Researchers urge real‑world trials with safeguards before broader patient use.

Overview

  • A randomized Nature Medicine trial of 1,298 UK participants found that using GPT‑4o, Llama 3 or Command R+ did not help people make better health decisions than traditional resources such as internet search or the NHS website.
  • When models were fed full clinical scenarios they identified conditions in about 94.9% of cases, yet with real users the systems identified relevant conditions in under 34.5% and recommended the correct action in under 44.2%.
  • Researchers documented inconsistent and sometimes unsafe guidance, including similar brain‑bleed symptoms receiving opposite advice and chatbots supplying erroneous details such as partial US numbers or the Australian emergency number.

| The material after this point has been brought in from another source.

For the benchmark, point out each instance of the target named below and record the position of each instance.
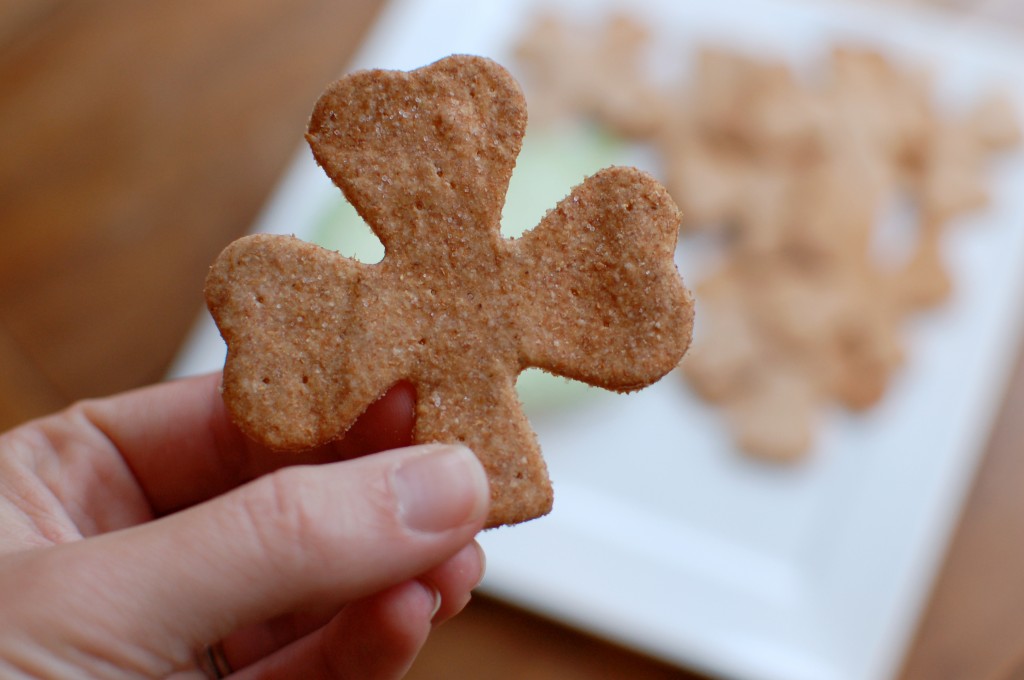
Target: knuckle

  • A Lancet Digital Health analysis testing 20 models on more than a million prompts found LLMs accepted fabricated medical claims roughly 32% of the time, rising to about 46–47% when errors were embedded in hospital discharge notes and dropping to about 9% for social‑media style content.
  • Authoritative framing increased susceptibility to misinformation, with GPT models among the least prone and some other systems accepting false claims in up to around 63–64%, prompting calls for evidence‑checking guardrails, stress tests and regulatory scrutiny.